Semuanya nampak indah ketika istrinya masih mau mendengarkan semua ucapannya. Pernikahan yang sudah berjalan 4 tahun hanya bisa dirasakan manis saat di awal saja.

"Serlin sekarang banyak berubah, aku seperti tidak bisa mengenalnya. Tidak ada lagi Serlin yang dulu penuh kelembutan, menuruti semua ucapanku. Serlin sekarang penuh dengan ambisi, bahkan seperti tidak peduli lagi dengan pernikahan ini."

"Aku sungguh tidak mengenalnya. Apa yang kurang dari diriku. Uang? Aku banyak uang. Cinta? Aku bahkan menikahinya karena cinta. Semua apa yang dia inginkan selalu aku turuti. Tetapi kenapa jadi seperti ini?" Ervin melamun, di dalam pikirannya banyak sekali pertanyaan.

"Bahkan yang aku lihat, sepertinya Serlin tidak ada keinginan untuk punya anak. Aku sudah membahasnya berulang kali tetapi dia selalu menghindar. Padahal dia sangat tahu kalau aku menginginkan seorang anak. Rumah ini sepi tanpa suara anak-anak."

Sementara itu di dalam sebuah mobil yang berwarna hitam, nampak Serlin sedang duduk di kursi belakang dengan wajah yang penuh kekesalan.

"Kenapa suamiku tidak pernah mau mengerti dengan keinginanku?
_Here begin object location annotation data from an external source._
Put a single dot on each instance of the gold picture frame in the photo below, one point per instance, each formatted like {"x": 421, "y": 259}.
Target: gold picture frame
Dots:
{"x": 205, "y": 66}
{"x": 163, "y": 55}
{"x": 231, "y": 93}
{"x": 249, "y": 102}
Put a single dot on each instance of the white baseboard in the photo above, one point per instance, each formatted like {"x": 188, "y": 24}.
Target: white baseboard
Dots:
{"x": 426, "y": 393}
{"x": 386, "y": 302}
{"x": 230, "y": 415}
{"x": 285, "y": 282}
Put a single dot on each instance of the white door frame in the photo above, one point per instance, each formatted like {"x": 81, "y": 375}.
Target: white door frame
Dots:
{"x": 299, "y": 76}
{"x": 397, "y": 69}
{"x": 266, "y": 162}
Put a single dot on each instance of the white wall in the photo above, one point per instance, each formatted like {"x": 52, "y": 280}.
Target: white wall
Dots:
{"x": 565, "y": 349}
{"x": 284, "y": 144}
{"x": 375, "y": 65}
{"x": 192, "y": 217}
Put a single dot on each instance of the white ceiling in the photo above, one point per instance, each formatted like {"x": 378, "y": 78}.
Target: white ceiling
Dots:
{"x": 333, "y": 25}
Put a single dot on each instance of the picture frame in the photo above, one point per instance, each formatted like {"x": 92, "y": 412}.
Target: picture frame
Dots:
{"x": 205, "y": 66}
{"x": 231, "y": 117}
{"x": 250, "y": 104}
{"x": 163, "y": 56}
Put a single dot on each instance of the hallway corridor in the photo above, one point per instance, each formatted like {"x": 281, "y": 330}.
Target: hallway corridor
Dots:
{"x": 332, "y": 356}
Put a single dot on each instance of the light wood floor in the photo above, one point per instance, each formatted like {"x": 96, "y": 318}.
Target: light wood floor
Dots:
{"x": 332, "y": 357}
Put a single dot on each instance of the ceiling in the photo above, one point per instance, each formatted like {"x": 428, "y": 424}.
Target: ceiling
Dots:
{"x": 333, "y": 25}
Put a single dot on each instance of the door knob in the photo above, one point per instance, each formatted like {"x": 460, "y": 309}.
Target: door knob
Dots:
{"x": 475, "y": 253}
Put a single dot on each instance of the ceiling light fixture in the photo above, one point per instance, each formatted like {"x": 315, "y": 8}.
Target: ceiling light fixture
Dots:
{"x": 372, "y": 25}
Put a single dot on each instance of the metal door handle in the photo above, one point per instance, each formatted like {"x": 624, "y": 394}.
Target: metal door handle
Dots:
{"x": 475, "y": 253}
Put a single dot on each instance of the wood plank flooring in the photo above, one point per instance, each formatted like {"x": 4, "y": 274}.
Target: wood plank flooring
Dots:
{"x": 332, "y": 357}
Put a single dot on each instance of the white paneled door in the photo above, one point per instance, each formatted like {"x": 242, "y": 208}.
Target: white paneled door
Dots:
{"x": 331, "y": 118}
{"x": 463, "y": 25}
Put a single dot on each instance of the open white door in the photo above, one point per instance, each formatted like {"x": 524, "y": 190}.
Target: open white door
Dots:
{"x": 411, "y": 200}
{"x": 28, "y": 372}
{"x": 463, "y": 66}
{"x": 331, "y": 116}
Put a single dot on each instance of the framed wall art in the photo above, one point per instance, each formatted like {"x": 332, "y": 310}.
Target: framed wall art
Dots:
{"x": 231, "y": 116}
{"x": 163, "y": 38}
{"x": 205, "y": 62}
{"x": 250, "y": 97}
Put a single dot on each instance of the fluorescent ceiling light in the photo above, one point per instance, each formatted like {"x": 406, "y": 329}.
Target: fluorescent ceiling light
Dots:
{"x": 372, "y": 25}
Berada di puncak karir seperti sekarang ini tidak mudah aku raih, banyak halangan dan rintangan. Lalu aku di suruh berhenti? Enak sekali di bicara, menjadi model terkenal seperti adalah impianku sejak kecil. Tidak mungkin aku melepasnya begitu saja."
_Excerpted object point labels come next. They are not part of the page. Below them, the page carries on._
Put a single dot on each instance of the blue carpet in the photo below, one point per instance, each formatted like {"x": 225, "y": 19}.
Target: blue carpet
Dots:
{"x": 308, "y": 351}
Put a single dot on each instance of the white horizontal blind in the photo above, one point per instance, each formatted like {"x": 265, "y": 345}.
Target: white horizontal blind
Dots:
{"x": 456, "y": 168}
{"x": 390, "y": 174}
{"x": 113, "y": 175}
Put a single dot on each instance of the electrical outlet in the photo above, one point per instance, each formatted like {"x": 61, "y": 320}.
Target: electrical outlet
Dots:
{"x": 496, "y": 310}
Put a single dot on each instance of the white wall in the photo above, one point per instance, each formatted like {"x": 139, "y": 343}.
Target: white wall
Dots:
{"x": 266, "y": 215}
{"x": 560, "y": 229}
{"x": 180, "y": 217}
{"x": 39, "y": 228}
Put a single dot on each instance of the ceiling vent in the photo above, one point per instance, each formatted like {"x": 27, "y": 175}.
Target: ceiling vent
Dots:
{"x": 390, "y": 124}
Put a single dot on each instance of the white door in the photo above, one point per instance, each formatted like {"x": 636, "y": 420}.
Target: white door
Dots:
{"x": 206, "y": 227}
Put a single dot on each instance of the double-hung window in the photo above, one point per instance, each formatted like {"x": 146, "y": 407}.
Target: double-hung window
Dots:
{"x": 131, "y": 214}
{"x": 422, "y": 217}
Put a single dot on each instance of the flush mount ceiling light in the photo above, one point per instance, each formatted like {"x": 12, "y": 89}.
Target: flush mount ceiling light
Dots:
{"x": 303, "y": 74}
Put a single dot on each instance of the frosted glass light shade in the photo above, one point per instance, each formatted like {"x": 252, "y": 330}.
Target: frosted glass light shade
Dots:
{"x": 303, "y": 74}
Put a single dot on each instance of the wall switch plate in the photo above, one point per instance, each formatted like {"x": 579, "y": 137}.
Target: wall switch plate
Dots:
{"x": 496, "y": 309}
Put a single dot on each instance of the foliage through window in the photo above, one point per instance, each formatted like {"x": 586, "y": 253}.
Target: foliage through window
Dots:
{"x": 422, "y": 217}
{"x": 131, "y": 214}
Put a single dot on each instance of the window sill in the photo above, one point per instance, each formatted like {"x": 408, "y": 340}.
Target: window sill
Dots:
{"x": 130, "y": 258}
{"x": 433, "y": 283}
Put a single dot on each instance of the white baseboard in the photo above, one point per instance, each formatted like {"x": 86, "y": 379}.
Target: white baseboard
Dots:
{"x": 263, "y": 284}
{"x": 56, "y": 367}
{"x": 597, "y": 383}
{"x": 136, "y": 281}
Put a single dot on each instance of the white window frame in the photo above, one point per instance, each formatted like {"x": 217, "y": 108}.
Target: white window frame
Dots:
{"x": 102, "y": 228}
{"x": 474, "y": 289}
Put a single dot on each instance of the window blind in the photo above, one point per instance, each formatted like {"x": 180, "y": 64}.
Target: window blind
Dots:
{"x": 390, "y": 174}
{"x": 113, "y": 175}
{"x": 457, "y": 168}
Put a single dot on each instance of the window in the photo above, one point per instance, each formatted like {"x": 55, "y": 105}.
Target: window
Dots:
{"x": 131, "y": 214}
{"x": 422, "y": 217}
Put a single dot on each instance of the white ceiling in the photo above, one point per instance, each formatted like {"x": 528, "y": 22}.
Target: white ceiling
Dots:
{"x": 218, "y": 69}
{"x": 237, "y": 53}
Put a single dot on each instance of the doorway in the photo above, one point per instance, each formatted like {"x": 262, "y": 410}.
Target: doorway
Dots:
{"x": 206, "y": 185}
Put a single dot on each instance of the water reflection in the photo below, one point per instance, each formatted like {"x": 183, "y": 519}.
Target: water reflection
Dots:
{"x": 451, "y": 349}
Sopir melihat Serlin dari kaca spion dalam. "Apa ada masalah?" tanyanya, karena sopir sudah sangat mengenal Serlin dengan baik sering menjemputnya ke rumah.

"Biasa Pak, Ervin rewel lagi," jawabnya melihat ke kaca spion dalam.

"O, apa Pak Ervin tidak mengijinkan Ibu pergi?" tanyanya lagi.

"Begitulah, setiap aku mau pergi pasti selalu dilarangnya. Aku tidak tahu lagi harus bagaimana memberinya pengertian kalau menjadi seorang model itu adalah impianku."

"Bersabar saja Bu, di dalam pernikahan memang selalu ada pertengkaran," kata sopir sambil menatap jalan yang terlihat mulai lengang.